Kekuasaan kehakiman merupakan kekuasaan
yang merdeka untuk menyelenggaraan peradilan guna menegakkan hukum dan
keadilan. Kemerdekaan institusional lembaga peradilan tercermin dalam kebebasan
para hakim sebagai pelaku kekuasaan kehakiman. Kekuasaan kehakiman harus bebas
dari segala campur tangan pihak kekuasaan.
Alkisah suatu saat Khalifah Umar
ibn Khattab dalam perjalanan ke Madinah. Di suatu dusun di Madinah, Umar
melihat seekor kuda yang dijajakan oleh warga. Umar tertarik lalu membeli kuda
itu. Setelah transaksi jual-beli selesai, Umar menaiki kuda tersebut. Namun,
sekira perjalanan beberapa ratus meter, langkah kuda melambat. Ternyata kaki
kuda cedera, sehingga jalannya pincang.
Umar segera berbalik arah menuju
kampung tempat di mana dia membeli kuda. Setelah bertemu dengan si penjual
kuda, Umar komplain mengenai kondisi kuda yang baru dibelinya. Umar bermaksud
mengembalikannya. Namun penjual kuda bersikukuh kuda yang dijualnya dalam
kondisi sehat, tidak cacat.
Jual-beli kuda berujung sengketa
antara khalifah dengan rakyatnya. Keduanya sepakat menyelesaikan sengketa ke
hadapan qadhi (hakim). Tersebutlah seorang qadhi bernama Syuraih bin Al-Haritz
Al-Kindi yang menangani perkara ini.
Setelah mendengar keterangan dari
kedua belah pihak yang bersengketa, tibalah giliran Qadhi Syuraih menjatuhkan
vonis. Qadi Syuraih memutuskan, Khalifah Umar dapat mengambil kuda yang telah
dibelinya, atau mengembalikan kuda kepada si penjual seperti kondisi semula.

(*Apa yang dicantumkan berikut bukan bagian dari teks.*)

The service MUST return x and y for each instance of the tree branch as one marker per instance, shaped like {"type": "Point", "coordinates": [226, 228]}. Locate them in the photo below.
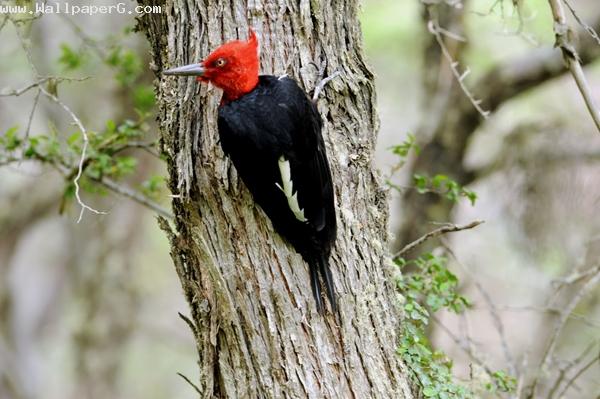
{"type": "Point", "coordinates": [448, 228]}
{"type": "Point", "coordinates": [571, 57]}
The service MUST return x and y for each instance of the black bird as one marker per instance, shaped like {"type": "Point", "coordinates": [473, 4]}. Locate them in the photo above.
{"type": "Point", "coordinates": [271, 131]}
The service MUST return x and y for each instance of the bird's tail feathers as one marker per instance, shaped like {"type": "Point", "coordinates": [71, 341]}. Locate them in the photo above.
{"type": "Point", "coordinates": [321, 267]}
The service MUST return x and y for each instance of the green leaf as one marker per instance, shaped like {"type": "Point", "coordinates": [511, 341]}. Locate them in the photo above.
{"type": "Point", "coordinates": [69, 58]}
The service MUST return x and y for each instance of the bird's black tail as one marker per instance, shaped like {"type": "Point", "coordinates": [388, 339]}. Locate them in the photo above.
{"type": "Point", "coordinates": [321, 267]}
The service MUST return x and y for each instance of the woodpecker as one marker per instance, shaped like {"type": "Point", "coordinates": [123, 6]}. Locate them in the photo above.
{"type": "Point", "coordinates": [271, 131]}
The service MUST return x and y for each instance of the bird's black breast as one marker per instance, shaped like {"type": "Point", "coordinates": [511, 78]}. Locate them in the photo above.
{"type": "Point", "coordinates": [277, 120]}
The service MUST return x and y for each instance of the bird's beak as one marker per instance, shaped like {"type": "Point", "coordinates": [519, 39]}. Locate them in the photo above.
{"type": "Point", "coordinates": [186, 70]}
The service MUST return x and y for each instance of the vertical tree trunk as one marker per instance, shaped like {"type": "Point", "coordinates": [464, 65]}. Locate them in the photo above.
{"type": "Point", "coordinates": [253, 315]}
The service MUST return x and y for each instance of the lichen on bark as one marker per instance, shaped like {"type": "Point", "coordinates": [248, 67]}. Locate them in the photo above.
{"type": "Point", "coordinates": [252, 312]}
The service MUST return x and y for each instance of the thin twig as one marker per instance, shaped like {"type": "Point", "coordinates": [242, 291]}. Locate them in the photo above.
{"type": "Point", "coordinates": [585, 26]}
{"type": "Point", "coordinates": [32, 113]}
{"type": "Point", "coordinates": [115, 187]}
{"type": "Point", "coordinates": [40, 81]}
{"type": "Point", "coordinates": [75, 119]}
{"type": "Point", "coordinates": [463, 346]}
{"type": "Point", "coordinates": [191, 383]}
{"type": "Point", "coordinates": [82, 158]}
{"type": "Point", "coordinates": [564, 316]}
{"type": "Point", "coordinates": [565, 370]}
{"type": "Point", "coordinates": [134, 195]}
{"type": "Point", "coordinates": [578, 374]}
{"type": "Point", "coordinates": [434, 29]}
{"type": "Point", "coordinates": [571, 58]}
{"type": "Point", "coordinates": [323, 81]}
{"type": "Point", "coordinates": [493, 310]}
{"type": "Point", "coordinates": [448, 228]}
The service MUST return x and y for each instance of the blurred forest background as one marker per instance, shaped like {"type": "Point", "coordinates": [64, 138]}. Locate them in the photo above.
{"type": "Point", "coordinates": [90, 309]}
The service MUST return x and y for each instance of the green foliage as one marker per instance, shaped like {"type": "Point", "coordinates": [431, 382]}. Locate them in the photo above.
{"type": "Point", "coordinates": [10, 140]}
{"type": "Point", "coordinates": [443, 185]}
{"type": "Point", "coordinates": [71, 59]}
{"type": "Point", "coordinates": [434, 285]}
{"type": "Point", "coordinates": [438, 184]}
{"type": "Point", "coordinates": [429, 286]}
{"type": "Point", "coordinates": [403, 149]}
{"type": "Point", "coordinates": [501, 382]}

Vonis yang menempatkan khalifah
dalam posisi yang kalah. Khalifah kalah melawan rakyatnya di peradilan. Kendati
demikian, Khalifah Umar berlapang dada menerima putusan itu. Bahkan pasca
putusan tersebut, Syuraih langsung mendapat promosi. Khalifah Umar mengangkat
Syuraih menjadi qadhi di Kufah.
Masih banyak kisah Qadhi Syuraih
dalam penyelesaian perkara. Kisah terebut merupakan gambaran penyelesaian
perkara yang bersih, jujur, adil, dan berwibawa. Syuraih memutus perkara tanpa
pandang bulu. Sepanjang kiprahnya di pengadilan selama kurang lebih 60 tahun,
putusan-putusan Syuraih mendapat pujian. Tak heran segenap kalangan baik muslim
maupun non muslim mematuhi putusan Syuraih.

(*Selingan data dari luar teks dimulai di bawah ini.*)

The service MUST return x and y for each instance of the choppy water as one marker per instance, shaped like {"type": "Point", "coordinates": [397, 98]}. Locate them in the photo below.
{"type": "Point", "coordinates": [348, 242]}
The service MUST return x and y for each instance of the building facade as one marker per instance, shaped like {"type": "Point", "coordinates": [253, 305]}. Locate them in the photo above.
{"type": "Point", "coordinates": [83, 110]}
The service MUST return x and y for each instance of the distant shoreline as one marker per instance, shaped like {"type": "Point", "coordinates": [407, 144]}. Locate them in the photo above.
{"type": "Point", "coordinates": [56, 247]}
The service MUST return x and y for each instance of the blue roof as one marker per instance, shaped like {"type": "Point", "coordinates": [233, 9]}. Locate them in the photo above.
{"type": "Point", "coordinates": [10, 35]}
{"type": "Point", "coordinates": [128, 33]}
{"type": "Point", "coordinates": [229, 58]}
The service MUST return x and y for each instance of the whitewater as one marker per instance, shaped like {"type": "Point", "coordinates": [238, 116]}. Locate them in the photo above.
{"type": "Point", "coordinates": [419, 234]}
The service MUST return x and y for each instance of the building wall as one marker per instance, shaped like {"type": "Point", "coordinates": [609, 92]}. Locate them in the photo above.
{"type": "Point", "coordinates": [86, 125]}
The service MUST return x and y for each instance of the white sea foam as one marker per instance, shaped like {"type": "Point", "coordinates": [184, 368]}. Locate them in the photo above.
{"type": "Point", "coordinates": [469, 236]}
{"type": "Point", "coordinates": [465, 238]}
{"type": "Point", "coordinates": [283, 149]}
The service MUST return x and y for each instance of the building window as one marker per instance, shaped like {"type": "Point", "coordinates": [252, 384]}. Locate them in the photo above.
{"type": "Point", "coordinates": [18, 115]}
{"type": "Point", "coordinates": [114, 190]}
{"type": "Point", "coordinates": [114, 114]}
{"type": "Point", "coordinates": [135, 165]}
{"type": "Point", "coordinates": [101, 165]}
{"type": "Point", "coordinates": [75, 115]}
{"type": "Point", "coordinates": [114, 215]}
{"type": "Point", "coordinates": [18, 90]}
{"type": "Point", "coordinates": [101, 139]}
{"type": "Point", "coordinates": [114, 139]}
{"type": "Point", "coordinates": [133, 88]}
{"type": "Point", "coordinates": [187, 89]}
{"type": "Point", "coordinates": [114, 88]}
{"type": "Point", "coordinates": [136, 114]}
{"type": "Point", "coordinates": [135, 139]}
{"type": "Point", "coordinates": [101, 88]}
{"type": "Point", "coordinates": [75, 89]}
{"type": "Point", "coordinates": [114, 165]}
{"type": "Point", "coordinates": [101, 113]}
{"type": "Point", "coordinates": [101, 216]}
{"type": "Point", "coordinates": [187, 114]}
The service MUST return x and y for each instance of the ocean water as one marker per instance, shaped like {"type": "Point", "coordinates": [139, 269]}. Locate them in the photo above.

Hakim sebagai pelaku kekuasaan
kehakiman merupakan ujung tombak penegakkan hukum. Kekuasaan kehakiman menjadi
institusi yang merdeka, berwibawa, manakala memiliki hakimhakim yang bersih,
jujur dan adil.
Hakim merupakan bagian integral
dari sistem kekuasaan kehakiman. Keberadaan institusi peradilan yang merdeka
dan berwibawa sangat ditentukan oleh hakimhakim yang berkualitas,
berintegritas, serta bernurani keadilan. Maka perlu dilakukan proses seleksi
pengangkatan hakim.
Proses seleksi pengangkatan hakim
menjadi faktor penting yang sangat menentukan penyelenggaraan peradilan untuk
menegakkan hukum dan keadilan. Lalu, lembaga mana yang berwenang melakukan
seleksi hakim?
Ketentuan mengenai proses seleksi
pengangkatan hakim dalam UndangUndang (UU) Peradilan Umum, UU Peradilan Agama
dan UU Peradilan Tata Usaha Negara, dilakukan bersama oleh Mahkamah Agung (MA)

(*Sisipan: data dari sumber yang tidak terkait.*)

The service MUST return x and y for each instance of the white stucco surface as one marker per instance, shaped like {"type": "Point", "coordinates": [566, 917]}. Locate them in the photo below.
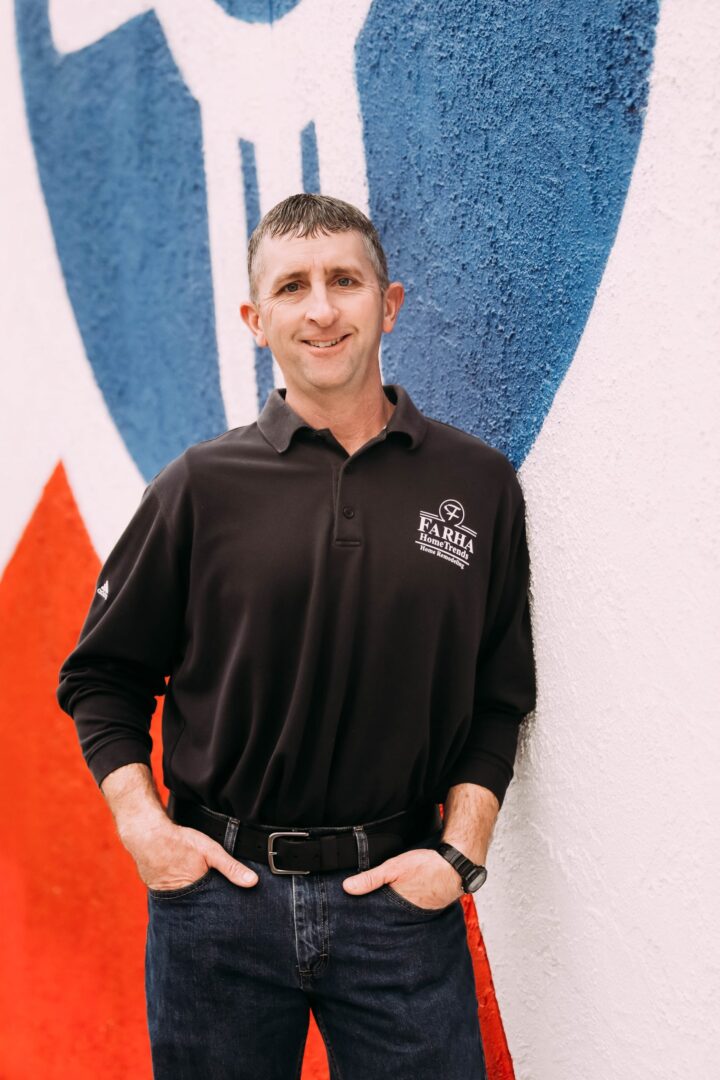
{"type": "Point", "coordinates": [600, 908]}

dan Komisi Yudisial (KY). Padahal Pasal 24 ayat (1) UUD 1945 menyebutkan
kekuasaan kehakiman merupakan kekuasaan yang merdeka. Terlebih lagi jika
dihubungkan dengan sistem peradilan “satu atap”, maka seleksi dan pengangkatan
calon hakim pengadilan tingkat pertama menjadi kewenangan MA. Sistem satu atap
lebih menjamin kemerdekaan kekuasaan kehakiman dan kebebasan hakim.
Keikutsertaan pemerintah ataupun institusi lain dalam proses seleksi,
berpotensi mempengaruhi kemerdekaan kekuasaan kehakiman dan kebebasan hakim.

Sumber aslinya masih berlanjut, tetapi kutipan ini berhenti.